Friday, September 02, 2005

Speaking of Glenn Reynolds ...

The Instapundit interviews Ray Kurzweil, author of The Singularity Is Near. It's long and pretty detailed -- there are even graphs -- but that's what makes it well worth your time and attention.

But let's get serious ...

Glenn Reynolds, over at Instapundit, has a comprehensive List of Agencies to whom you can make a contribution on behalf of the people trying to put their lives back together after Hurricane Katrina. Visit and give, please.
I gave online to Catholic Charities -- which, the last time I checked, was listed second for contributions -- because I've had good experiences with them in the past.

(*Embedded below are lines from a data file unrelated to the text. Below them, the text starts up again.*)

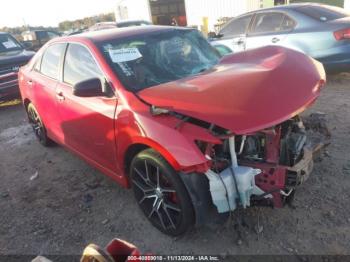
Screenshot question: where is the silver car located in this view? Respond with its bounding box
[211,4,350,71]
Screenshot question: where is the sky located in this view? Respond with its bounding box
[0,0,118,28]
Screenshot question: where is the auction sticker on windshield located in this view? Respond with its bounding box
[108,47,142,63]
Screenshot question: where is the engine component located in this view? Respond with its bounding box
[205,137,269,213]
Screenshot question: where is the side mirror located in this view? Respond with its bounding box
[73,78,104,97]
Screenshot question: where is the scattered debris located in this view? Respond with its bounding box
[254,224,264,235]
[30,171,39,181]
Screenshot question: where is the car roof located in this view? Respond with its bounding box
[243,3,329,15]
[59,25,193,43]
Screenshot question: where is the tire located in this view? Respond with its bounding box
[130,149,195,236]
[27,103,54,147]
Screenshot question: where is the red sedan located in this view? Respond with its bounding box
[19,26,325,235]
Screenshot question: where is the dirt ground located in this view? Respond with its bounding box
[0,74,350,261]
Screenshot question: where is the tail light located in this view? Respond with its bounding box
[334,28,350,41]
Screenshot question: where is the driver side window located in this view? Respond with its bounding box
[63,44,103,86]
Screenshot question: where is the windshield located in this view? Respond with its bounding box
[0,34,22,53]
[100,29,220,91]
[297,6,350,22]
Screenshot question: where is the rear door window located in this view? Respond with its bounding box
[296,5,350,22]
[220,15,253,37]
[63,44,103,85]
[40,43,66,79]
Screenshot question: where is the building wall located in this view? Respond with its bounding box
[115,0,274,32]
[185,0,246,31]
[344,0,350,11]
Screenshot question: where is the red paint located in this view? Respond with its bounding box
[19,27,325,192]
[139,47,325,134]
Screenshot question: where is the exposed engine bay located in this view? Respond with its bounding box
[199,116,328,213]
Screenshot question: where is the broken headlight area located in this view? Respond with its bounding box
[202,116,328,213]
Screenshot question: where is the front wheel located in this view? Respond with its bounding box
[27,103,54,146]
[130,149,194,236]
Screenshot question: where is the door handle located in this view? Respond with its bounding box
[56,91,64,101]
[271,37,280,44]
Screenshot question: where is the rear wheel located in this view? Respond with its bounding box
[27,103,54,146]
[130,149,194,236]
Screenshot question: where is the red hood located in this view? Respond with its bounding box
[138,47,325,134]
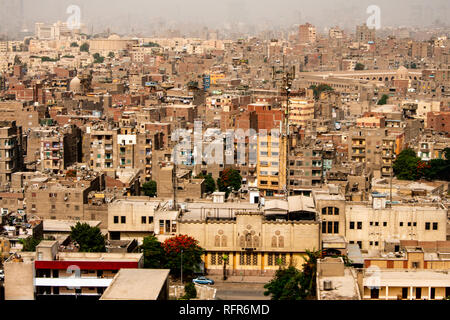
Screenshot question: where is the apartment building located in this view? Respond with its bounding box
[0,121,23,185]
[298,23,316,44]
[36,125,81,173]
[345,200,447,250]
[25,173,105,220]
[355,24,375,44]
[108,198,179,244]
[5,240,144,300]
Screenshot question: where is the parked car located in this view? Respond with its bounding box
[192,277,214,284]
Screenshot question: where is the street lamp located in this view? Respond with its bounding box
[181,249,183,285]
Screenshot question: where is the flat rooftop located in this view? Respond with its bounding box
[100,269,170,300]
[44,219,101,232]
[319,268,360,300]
[58,252,143,262]
[363,270,450,287]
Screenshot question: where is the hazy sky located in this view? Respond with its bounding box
[0,0,450,33]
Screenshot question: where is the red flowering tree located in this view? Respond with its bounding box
[162,235,204,277]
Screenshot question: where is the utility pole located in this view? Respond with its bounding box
[172,110,178,210]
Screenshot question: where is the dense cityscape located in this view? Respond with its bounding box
[0,1,450,304]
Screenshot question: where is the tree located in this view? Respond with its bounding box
[80,42,89,52]
[377,94,389,106]
[264,250,321,300]
[392,149,420,180]
[182,282,197,300]
[162,235,204,278]
[19,236,42,252]
[217,168,242,197]
[142,180,157,197]
[195,173,216,193]
[14,56,22,66]
[264,266,306,300]
[355,62,365,70]
[140,235,165,269]
[70,222,106,252]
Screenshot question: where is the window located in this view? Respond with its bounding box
[416,288,422,299]
[333,222,339,233]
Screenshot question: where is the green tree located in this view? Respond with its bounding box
[14,56,22,65]
[182,282,197,300]
[377,94,389,106]
[195,173,216,193]
[355,62,365,70]
[80,42,89,52]
[217,168,242,197]
[70,222,106,252]
[162,235,205,278]
[142,180,157,197]
[19,236,42,252]
[392,149,420,180]
[140,235,165,269]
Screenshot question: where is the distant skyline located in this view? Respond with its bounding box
[0,0,450,38]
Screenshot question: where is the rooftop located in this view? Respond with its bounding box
[100,269,170,300]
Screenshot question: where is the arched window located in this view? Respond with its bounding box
[272,236,277,248]
[214,236,220,247]
[253,236,259,248]
[222,235,227,247]
[239,236,245,247]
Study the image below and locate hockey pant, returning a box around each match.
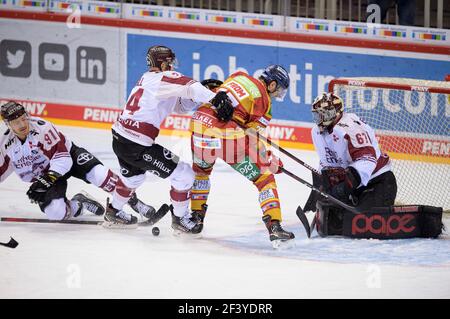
[112,130,194,217]
[191,133,281,221]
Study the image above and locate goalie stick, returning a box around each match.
[0,237,19,249]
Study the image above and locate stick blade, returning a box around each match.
[296,205,311,238]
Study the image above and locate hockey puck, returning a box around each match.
[152,227,159,236]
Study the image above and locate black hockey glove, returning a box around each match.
[211,91,234,122]
[27,171,61,203]
[330,166,361,202]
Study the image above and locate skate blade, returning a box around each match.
[102,221,138,229]
[172,229,203,239]
[271,239,295,250]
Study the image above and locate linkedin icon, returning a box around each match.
[77,46,106,84]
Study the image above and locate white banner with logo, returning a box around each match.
[0,19,125,107]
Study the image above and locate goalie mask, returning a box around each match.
[261,64,290,100]
[147,45,178,71]
[311,93,344,132]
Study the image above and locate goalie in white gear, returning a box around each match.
[105,46,234,234]
[311,93,397,235]
[0,101,154,220]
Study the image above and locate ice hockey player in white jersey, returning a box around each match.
[311,93,397,215]
[109,46,234,234]
[0,101,155,220]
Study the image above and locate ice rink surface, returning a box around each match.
[0,127,450,299]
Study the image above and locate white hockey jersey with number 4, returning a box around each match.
[113,71,215,146]
[311,113,391,186]
[0,117,73,182]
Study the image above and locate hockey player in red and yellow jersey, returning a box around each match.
[191,65,294,247]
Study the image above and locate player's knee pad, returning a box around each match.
[316,200,345,237]
[44,198,71,220]
[169,162,195,191]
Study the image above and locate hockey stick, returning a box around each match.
[0,237,19,249]
[0,217,103,225]
[295,206,311,238]
[280,167,360,214]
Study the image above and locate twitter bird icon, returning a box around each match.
[0,40,31,78]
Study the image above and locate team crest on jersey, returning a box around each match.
[77,153,94,165]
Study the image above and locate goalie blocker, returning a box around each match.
[316,201,443,239]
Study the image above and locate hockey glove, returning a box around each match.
[27,171,61,203]
[211,91,234,122]
[330,166,361,202]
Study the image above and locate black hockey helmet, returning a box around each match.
[1,101,27,122]
[260,64,290,99]
[147,45,177,70]
[311,93,344,132]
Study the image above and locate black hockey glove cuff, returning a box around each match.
[330,166,361,202]
[200,79,223,91]
[211,91,234,122]
[27,171,61,203]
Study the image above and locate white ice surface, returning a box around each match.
[0,127,450,299]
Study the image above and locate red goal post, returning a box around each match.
[329,77,450,210]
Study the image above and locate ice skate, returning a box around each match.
[71,191,105,217]
[263,215,295,249]
[170,205,202,237]
[102,203,138,229]
[128,193,156,219]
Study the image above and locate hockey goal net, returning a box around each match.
[329,78,450,210]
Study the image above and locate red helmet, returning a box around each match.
[147,45,177,70]
[311,93,344,131]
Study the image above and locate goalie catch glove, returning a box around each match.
[27,171,61,203]
[211,91,234,122]
[330,166,361,202]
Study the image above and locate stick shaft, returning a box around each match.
[0,217,102,225]
[281,167,359,214]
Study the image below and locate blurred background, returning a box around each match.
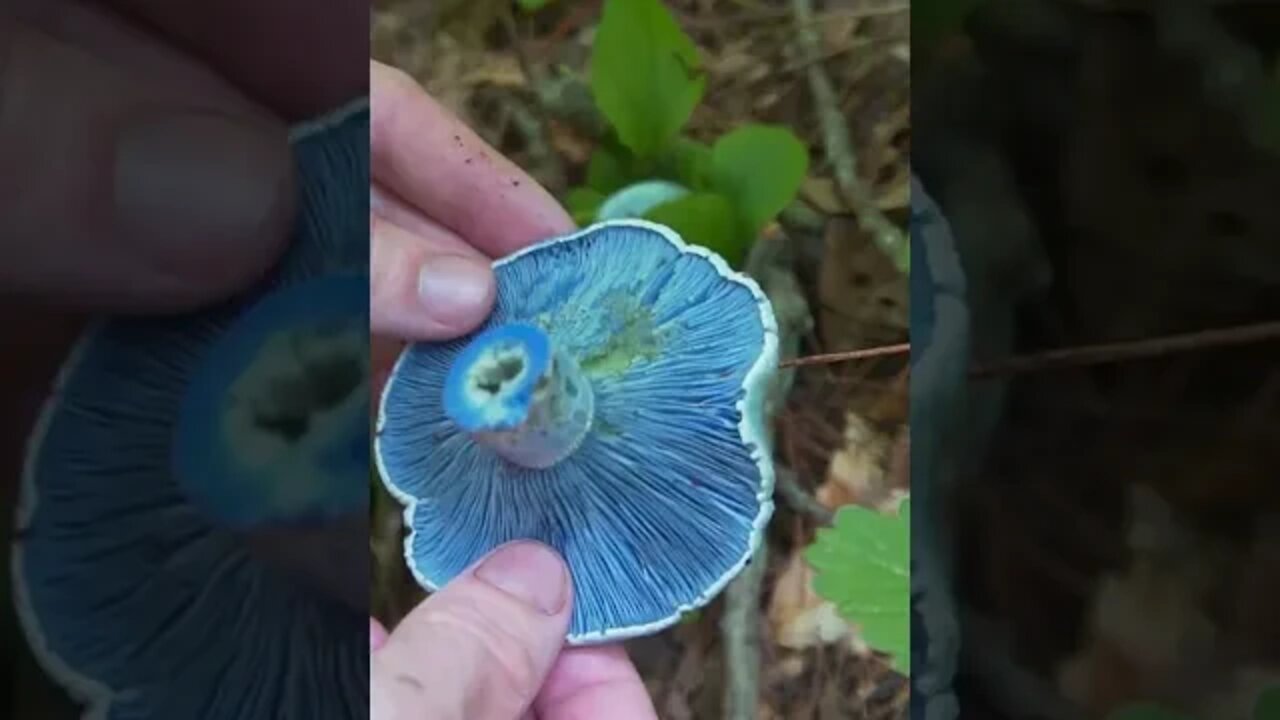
[372,0,910,720]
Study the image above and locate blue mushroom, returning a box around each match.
[13,101,370,720]
[910,177,969,720]
[375,220,778,644]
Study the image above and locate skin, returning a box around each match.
[0,0,655,720]
[370,63,657,720]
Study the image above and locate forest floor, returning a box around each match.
[372,0,910,720]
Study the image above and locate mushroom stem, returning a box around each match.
[444,324,595,469]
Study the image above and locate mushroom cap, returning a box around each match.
[910,177,969,720]
[375,220,778,644]
[13,101,369,719]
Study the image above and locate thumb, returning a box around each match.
[0,10,293,311]
[370,542,572,720]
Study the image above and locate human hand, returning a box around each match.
[0,0,369,505]
[370,63,657,720]
[0,0,369,313]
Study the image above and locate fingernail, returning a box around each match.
[417,255,493,316]
[475,542,568,615]
[115,113,292,266]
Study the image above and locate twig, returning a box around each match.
[791,0,909,272]
[773,468,836,525]
[970,322,1280,378]
[778,322,1280,378]
[778,342,911,368]
[721,539,769,720]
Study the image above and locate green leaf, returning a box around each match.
[710,124,809,238]
[1253,685,1280,720]
[911,0,984,51]
[805,500,911,673]
[586,143,632,195]
[645,192,746,266]
[1107,702,1193,720]
[564,187,604,225]
[658,137,712,190]
[591,0,707,158]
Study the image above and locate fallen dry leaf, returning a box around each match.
[814,411,906,510]
[768,550,867,653]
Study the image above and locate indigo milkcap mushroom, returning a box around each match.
[374,220,778,644]
[910,176,969,720]
[13,101,370,719]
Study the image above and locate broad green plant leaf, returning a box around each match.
[911,0,986,51]
[586,143,639,195]
[710,124,809,238]
[658,137,712,190]
[805,500,911,673]
[645,192,746,266]
[564,187,604,225]
[591,0,707,159]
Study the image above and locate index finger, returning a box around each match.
[534,646,658,720]
[369,61,573,258]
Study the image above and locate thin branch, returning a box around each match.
[778,322,1280,378]
[791,0,909,272]
[970,322,1280,378]
[773,468,836,525]
[721,539,768,720]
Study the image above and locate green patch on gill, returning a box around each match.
[579,292,663,377]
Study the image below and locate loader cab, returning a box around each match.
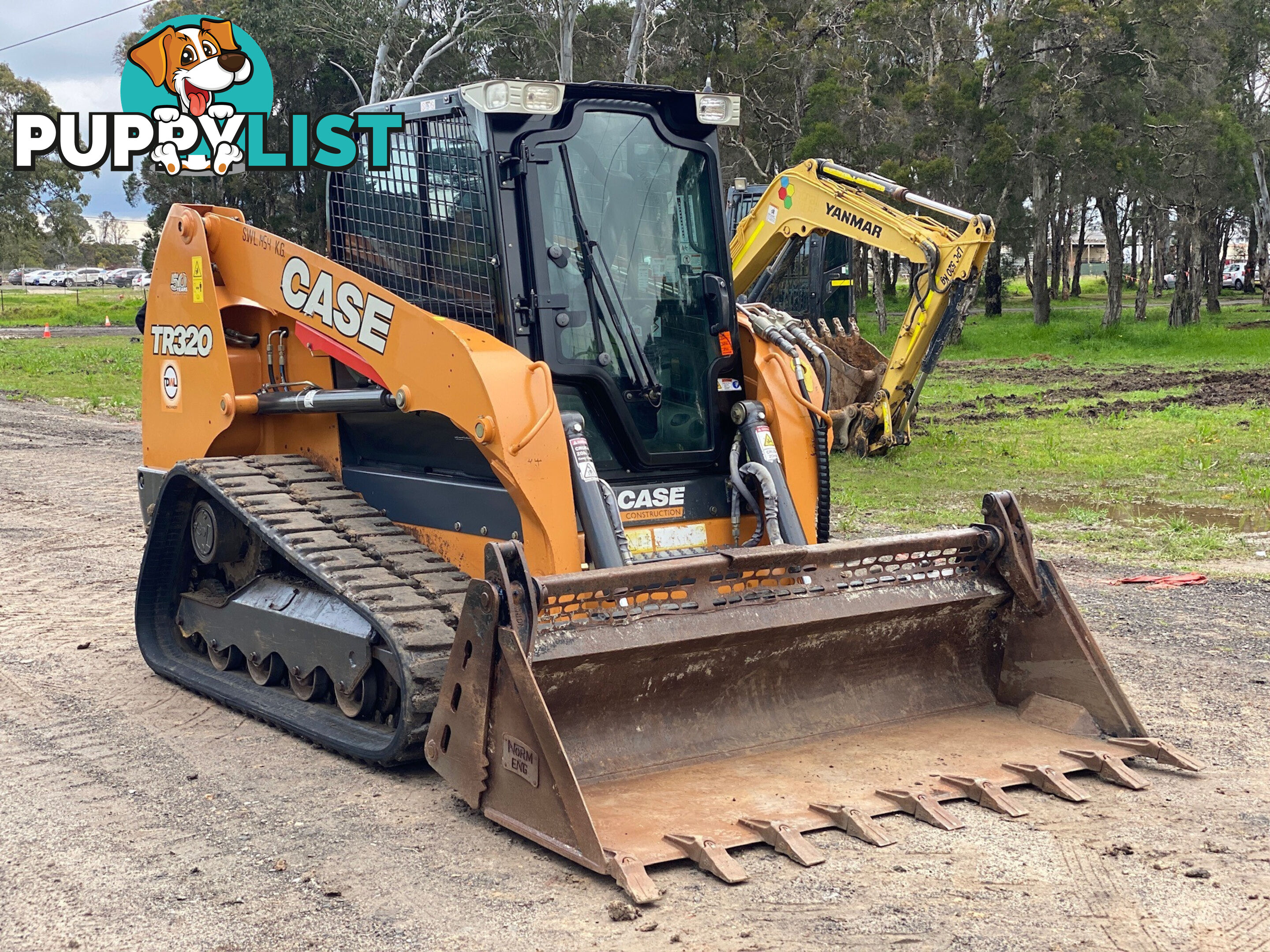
[328,80,742,487]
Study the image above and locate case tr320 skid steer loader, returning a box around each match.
[136,80,1198,903]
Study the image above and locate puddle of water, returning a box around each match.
[1019,492,1270,532]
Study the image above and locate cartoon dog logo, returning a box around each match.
[128,19,251,175]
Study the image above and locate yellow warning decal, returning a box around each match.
[189,255,203,305]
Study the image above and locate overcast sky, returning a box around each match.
[0,0,147,226]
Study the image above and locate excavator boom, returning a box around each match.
[730,159,994,456]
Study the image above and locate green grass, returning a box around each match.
[833,294,1270,574]
[0,336,141,414]
[857,290,1270,368]
[0,284,143,327]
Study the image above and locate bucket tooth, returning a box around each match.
[738,816,824,866]
[808,803,895,847]
[1107,737,1204,770]
[1059,750,1150,789]
[878,789,965,830]
[605,849,661,905]
[664,833,749,882]
[1002,764,1088,803]
[940,773,1027,816]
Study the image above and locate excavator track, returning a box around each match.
[137,454,469,766]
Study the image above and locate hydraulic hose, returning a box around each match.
[740,462,785,546]
[728,433,771,548]
[784,319,833,543]
[747,309,832,543]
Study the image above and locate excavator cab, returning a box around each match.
[726,179,856,327]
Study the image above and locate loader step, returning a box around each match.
[136,454,469,766]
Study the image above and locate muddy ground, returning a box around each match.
[926,361,1270,423]
[0,401,1270,952]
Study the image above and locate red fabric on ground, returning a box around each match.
[1107,573,1208,589]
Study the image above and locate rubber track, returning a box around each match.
[185,454,469,764]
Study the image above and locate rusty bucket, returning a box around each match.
[426,492,1199,903]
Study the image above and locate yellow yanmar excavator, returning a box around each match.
[730,159,994,456]
[136,80,1198,903]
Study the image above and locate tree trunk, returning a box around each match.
[622,0,649,82]
[871,248,886,336]
[1244,213,1261,294]
[1129,219,1138,287]
[1072,198,1090,297]
[1203,215,1225,313]
[1031,161,1052,326]
[559,0,578,82]
[1248,146,1270,307]
[1133,212,1152,321]
[1188,223,1204,324]
[1054,208,1072,301]
[1049,205,1067,301]
[1169,217,1191,327]
[1097,192,1124,327]
[983,241,1001,317]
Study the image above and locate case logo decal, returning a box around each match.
[282,258,394,354]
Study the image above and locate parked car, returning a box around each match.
[70,268,105,287]
[1222,261,1246,291]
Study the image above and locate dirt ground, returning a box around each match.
[0,401,1270,952]
[928,361,1270,423]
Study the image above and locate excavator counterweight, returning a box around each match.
[136,80,1195,903]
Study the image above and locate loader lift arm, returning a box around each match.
[730,159,994,456]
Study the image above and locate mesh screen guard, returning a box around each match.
[328,113,503,336]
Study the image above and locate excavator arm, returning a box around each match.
[730,159,994,456]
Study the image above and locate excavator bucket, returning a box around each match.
[426,492,1199,903]
[804,320,886,456]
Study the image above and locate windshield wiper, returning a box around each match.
[560,142,661,407]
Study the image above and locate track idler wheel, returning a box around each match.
[247,651,287,688]
[189,499,249,565]
[287,668,330,701]
[335,668,380,717]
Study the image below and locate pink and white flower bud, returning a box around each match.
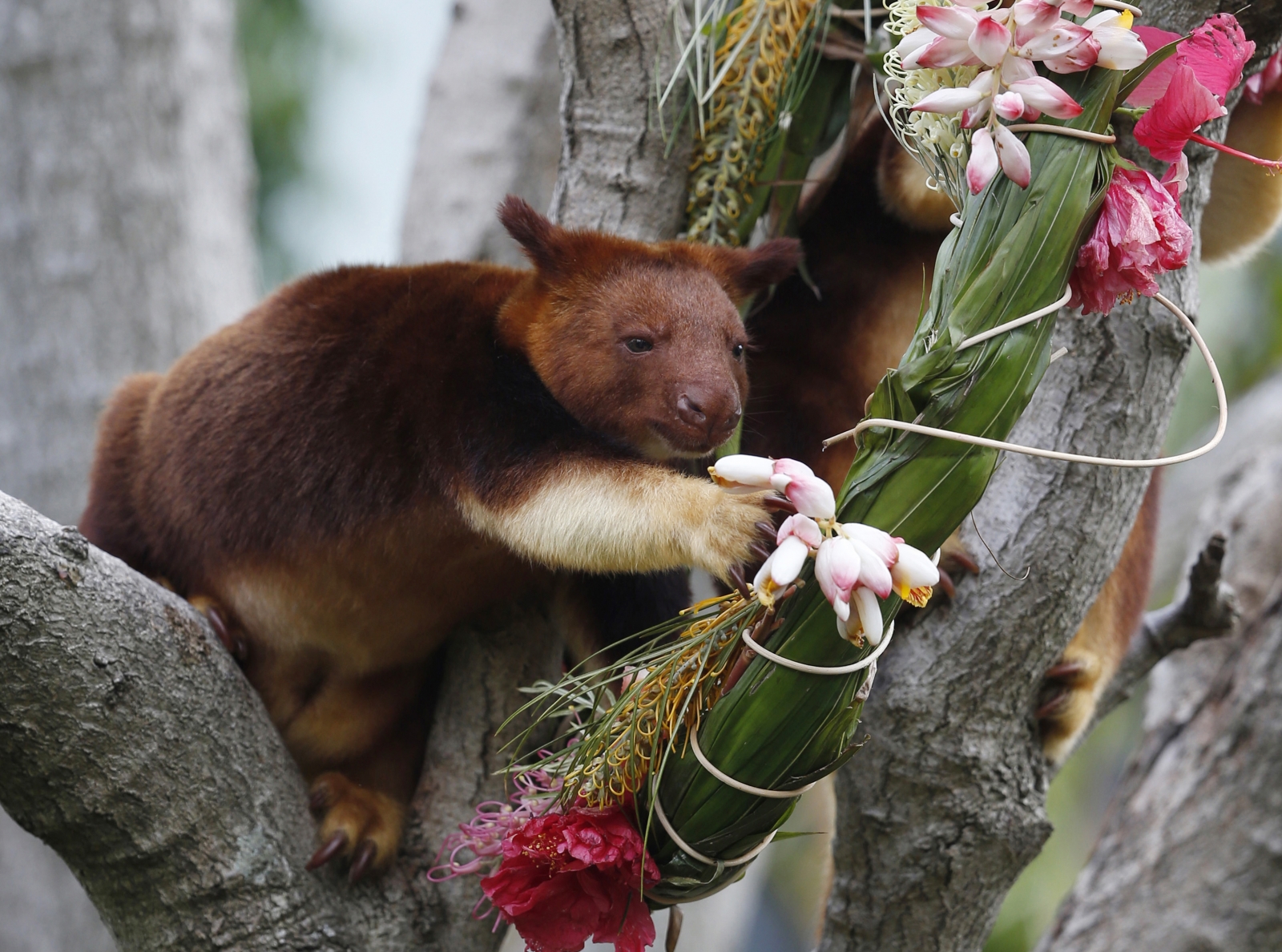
[708,453,776,494]
[774,512,823,549]
[849,539,895,598]
[889,543,940,608]
[814,536,861,615]
[904,36,979,69]
[776,476,837,519]
[848,587,882,648]
[837,522,899,568]
[909,6,979,40]
[996,126,1034,188]
[1009,75,1082,119]
[966,128,1002,195]
[768,535,810,589]
[969,15,1010,67]
[992,92,1024,119]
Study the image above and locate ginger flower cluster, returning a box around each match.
[895,0,1147,194]
[709,454,940,645]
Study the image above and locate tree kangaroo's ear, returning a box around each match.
[877,135,957,232]
[498,195,570,278]
[707,239,801,301]
[1201,91,1282,262]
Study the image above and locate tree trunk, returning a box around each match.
[0,0,255,952]
[1040,377,1282,952]
[401,0,562,265]
[0,0,255,522]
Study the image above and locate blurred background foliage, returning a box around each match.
[228,0,1282,952]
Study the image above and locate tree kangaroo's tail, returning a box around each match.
[79,373,160,575]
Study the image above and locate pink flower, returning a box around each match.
[1068,167,1194,314]
[1127,13,1255,162]
[481,807,659,952]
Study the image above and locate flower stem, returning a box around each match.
[1188,132,1282,172]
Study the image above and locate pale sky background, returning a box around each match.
[268,0,454,272]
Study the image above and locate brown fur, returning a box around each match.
[1201,92,1282,263]
[81,199,797,873]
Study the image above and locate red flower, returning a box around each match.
[1127,13,1255,162]
[481,807,659,952]
[1068,167,1194,314]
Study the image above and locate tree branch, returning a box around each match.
[822,0,1282,952]
[1038,426,1282,952]
[0,495,560,952]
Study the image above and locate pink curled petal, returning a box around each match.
[1175,13,1255,104]
[849,539,895,598]
[1135,64,1224,162]
[1126,24,1179,107]
[913,87,983,115]
[850,587,882,648]
[992,92,1024,119]
[1002,53,1037,86]
[771,535,810,589]
[1010,75,1082,119]
[1094,27,1149,71]
[904,36,979,69]
[996,126,1034,188]
[1019,19,1091,59]
[784,476,837,518]
[966,128,998,195]
[838,522,899,567]
[1059,0,1095,17]
[917,6,979,41]
[1042,36,1100,75]
[969,15,1010,67]
[1162,153,1188,201]
[774,512,823,549]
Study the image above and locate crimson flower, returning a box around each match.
[1068,163,1194,314]
[481,807,659,952]
[1127,13,1251,164]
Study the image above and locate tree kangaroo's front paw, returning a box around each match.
[695,490,774,587]
[188,595,248,668]
[1037,653,1100,764]
[308,771,405,883]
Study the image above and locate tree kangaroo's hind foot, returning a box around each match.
[308,771,405,883]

Thursday, September 01, 2005

A process of random selection ...

I just got home about an hour ago. I had to spend several hours shelving the books that had piled up over the past few days. I couldn't get to them because I had a couple stories to write -- which involved doing some extra reporting -- and I had lots of other stuff to do besides.
Anyway, while I discarded September's galleys and made way for December's and January's, I started thinking about the lively exchange I've been having here with Melville Goodwin and others about intelligent design and neo-Darwinism. There are maybe 600 galleys for October and another 600 for November already on the shelves, a mere fraction of the more than 12,000 that on average get published every month. It's a prodigal display of fertility, just like you see in nature, where, out of millions of fish eggs, say, only a comparatively few will actually grow up to be mature fish -- very few indeed when you take into consideration how many fall prey to other species.
I can't bring myself to believe that only the best books get reviewed. I can't even be sure if the best books get noticed. We surely can't imagine that only the best specimens survive in nature. Random selection is surely an imperfect method for determining which books to review. Seems an odd system for organizing life, too. Then again, maybe it's designed that way.